Back at Briggs’s, we kept playing day after day and partying at night. We did the original “Powderfinger” and held it back. We did “Sedan Delivery” and held it back. My song “Born to Run” was recorded, left unfinished, and held back. “Ride My Llama” was completely finished and mixed and held back. We recorded a lot of tunes and held them back, but we released “Cortez,” “Don’t Cry No Tears,” “Stupid Girl,” and a bunch of other tracks on
Zuma
. It has a great feeling to it. Today I like listening to all of those tracks together in a compilation I call
Dume
that is in
The Archives Volume 2
. Those were some of the finest, most alive days of my life. I was getting past the lost relationship with Carrie, living the life with my best friends, making some good music, and starting to get a grip on something: an open future in my personal life and a new future with Crazy Horse after Danny.

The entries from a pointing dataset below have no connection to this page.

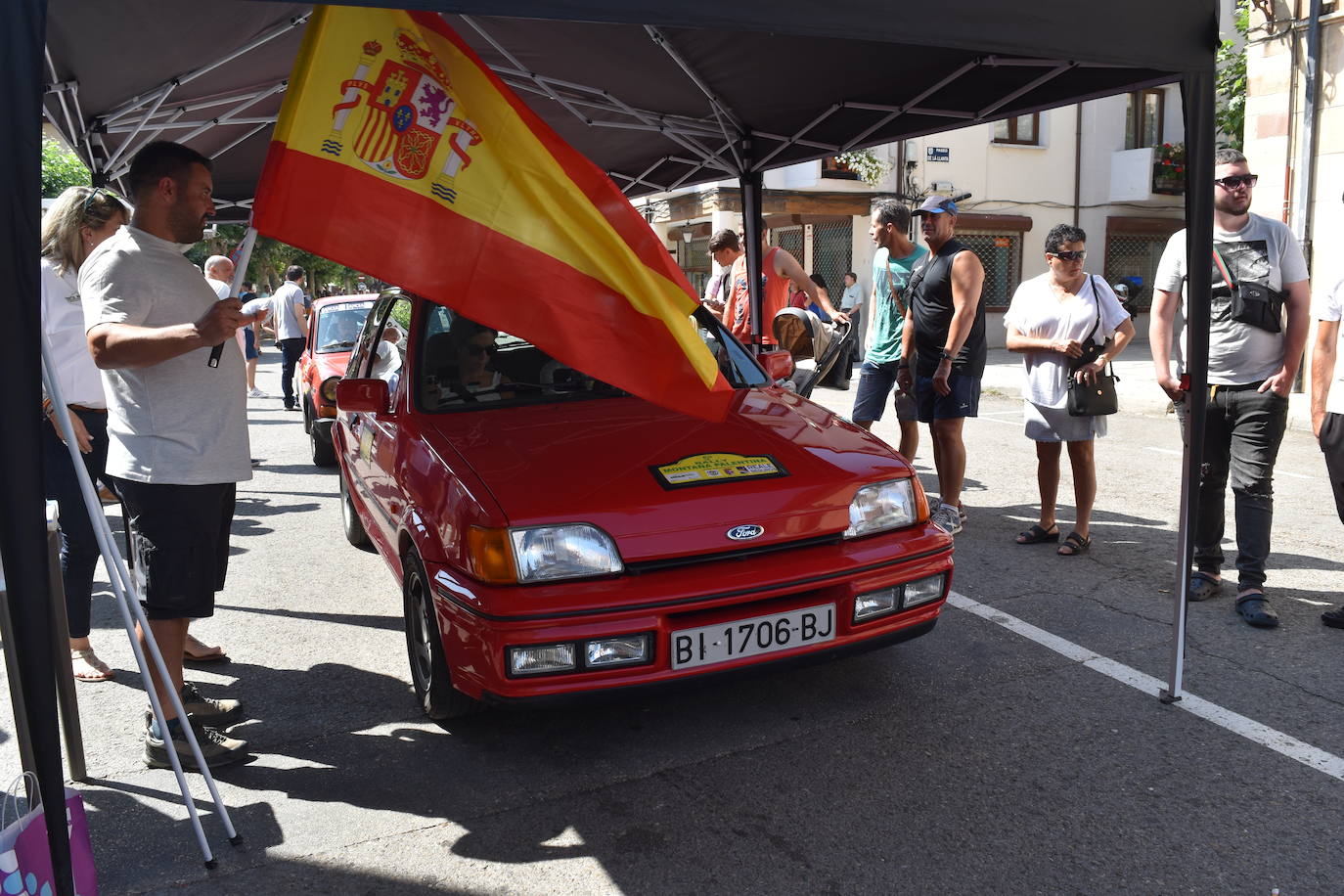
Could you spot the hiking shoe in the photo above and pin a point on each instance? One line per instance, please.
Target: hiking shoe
(946, 517)
(216, 748)
(218, 713)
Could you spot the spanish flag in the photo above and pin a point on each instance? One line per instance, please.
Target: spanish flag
(399, 154)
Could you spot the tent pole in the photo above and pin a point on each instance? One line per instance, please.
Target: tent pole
(1197, 100)
(750, 183)
(23, 525)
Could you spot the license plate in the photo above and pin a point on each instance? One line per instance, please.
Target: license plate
(777, 632)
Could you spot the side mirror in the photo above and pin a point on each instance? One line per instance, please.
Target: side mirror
(779, 366)
(362, 396)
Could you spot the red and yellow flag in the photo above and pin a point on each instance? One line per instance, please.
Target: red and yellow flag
(401, 155)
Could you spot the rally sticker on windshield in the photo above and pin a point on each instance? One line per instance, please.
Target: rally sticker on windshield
(707, 469)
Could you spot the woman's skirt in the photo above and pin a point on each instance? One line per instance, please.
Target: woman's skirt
(1055, 425)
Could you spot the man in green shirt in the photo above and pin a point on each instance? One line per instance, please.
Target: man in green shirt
(891, 265)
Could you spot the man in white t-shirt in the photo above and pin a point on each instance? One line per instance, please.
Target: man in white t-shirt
(1251, 364)
(178, 428)
(287, 309)
(1328, 403)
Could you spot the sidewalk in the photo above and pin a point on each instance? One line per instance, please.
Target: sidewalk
(1138, 389)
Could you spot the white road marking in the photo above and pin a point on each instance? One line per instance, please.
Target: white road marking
(1235, 723)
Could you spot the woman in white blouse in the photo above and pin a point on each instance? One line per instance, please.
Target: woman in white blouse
(1050, 320)
(78, 220)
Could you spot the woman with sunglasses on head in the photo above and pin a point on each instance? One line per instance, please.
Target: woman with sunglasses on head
(1049, 321)
(79, 220)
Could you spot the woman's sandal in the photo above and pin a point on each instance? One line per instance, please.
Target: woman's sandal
(87, 666)
(1074, 544)
(197, 650)
(1035, 535)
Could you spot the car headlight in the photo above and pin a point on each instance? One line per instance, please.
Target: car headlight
(328, 389)
(880, 507)
(550, 553)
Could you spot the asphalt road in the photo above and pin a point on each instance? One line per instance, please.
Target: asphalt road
(972, 760)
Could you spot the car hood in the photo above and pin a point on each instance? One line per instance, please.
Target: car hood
(658, 482)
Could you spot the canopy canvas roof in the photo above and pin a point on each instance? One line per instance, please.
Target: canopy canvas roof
(657, 94)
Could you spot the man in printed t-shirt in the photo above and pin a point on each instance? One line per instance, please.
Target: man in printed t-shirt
(891, 265)
(1253, 359)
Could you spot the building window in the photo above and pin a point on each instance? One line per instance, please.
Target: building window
(1133, 248)
(1143, 118)
(694, 261)
(1023, 130)
(836, 169)
(1002, 255)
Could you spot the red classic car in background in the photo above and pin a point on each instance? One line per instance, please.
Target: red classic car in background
(554, 535)
(334, 326)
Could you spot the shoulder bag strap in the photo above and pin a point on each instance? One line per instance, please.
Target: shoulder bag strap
(891, 288)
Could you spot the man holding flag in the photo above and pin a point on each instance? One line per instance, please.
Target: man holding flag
(178, 428)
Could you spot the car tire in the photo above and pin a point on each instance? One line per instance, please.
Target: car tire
(430, 676)
(355, 532)
(322, 446)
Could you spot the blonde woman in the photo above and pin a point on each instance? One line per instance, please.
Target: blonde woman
(78, 220)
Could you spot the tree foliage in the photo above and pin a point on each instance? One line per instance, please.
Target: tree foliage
(61, 168)
(1230, 114)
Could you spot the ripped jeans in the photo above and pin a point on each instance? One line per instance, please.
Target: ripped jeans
(1242, 432)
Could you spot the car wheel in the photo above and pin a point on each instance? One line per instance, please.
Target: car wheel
(322, 446)
(430, 677)
(355, 532)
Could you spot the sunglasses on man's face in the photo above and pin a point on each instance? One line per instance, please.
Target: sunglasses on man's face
(1236, 180)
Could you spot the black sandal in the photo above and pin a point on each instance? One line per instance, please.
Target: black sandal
(1073, 546)
(1035, 535)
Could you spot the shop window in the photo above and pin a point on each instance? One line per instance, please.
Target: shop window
(1002, 255)
(1143, 118)
(1021, 130)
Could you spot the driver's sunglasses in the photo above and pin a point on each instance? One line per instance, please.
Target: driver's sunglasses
(1232, 182)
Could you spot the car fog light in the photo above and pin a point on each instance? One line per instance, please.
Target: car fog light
(542, 658)
(617, 651)
(923, 591)
(876, 604)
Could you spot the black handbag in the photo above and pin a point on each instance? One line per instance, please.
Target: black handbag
(1097, 398)
(1251, 302)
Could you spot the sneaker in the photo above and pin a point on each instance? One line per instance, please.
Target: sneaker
(946, 517)
(216, 748)
(219, 713)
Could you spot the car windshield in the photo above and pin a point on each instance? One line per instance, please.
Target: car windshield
(338, 326)
(468, 366)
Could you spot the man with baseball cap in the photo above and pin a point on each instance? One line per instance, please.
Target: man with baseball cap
(945, 330)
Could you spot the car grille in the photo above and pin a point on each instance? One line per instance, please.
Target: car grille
(739, 554)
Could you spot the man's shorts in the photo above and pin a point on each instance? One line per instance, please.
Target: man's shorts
(179, 538)
(875, 384)
(963, 400)
(1332, 445)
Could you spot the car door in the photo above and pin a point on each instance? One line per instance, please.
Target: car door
(377, 437)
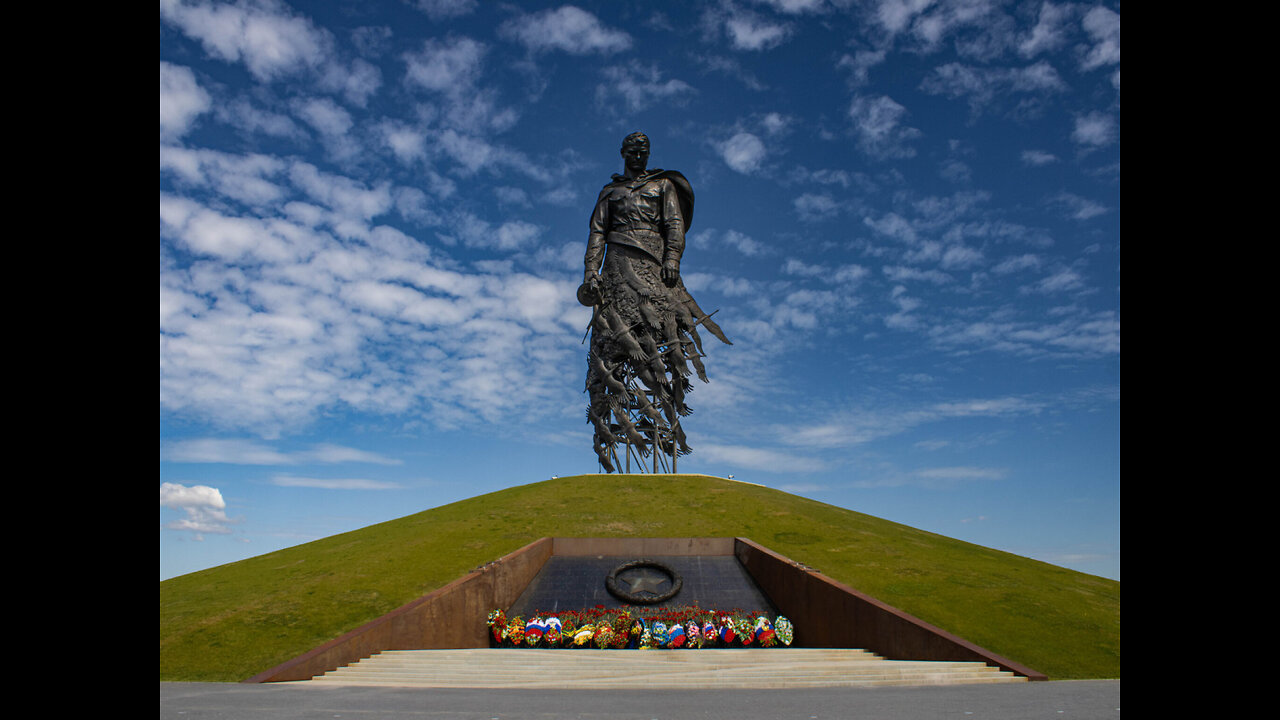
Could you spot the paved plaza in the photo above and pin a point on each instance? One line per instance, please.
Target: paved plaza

Recently, I was in Point Dume visiting my producer friend Rick Rubin and told him about the sessions at David’s old house; we went for a drive and could not locate it. It may have been torn down. It was a classic ranch-style house with wooden shutters around the windows. I saw a few others still around in the style of David’s but couldn’t find the one. Strangely, though, when Rick ordered some fish tacos to go for us at the local place located in the Dume Shopping Center, it turned out to be the same spot where Briggs and I used to eat breakfast every morning back in the day.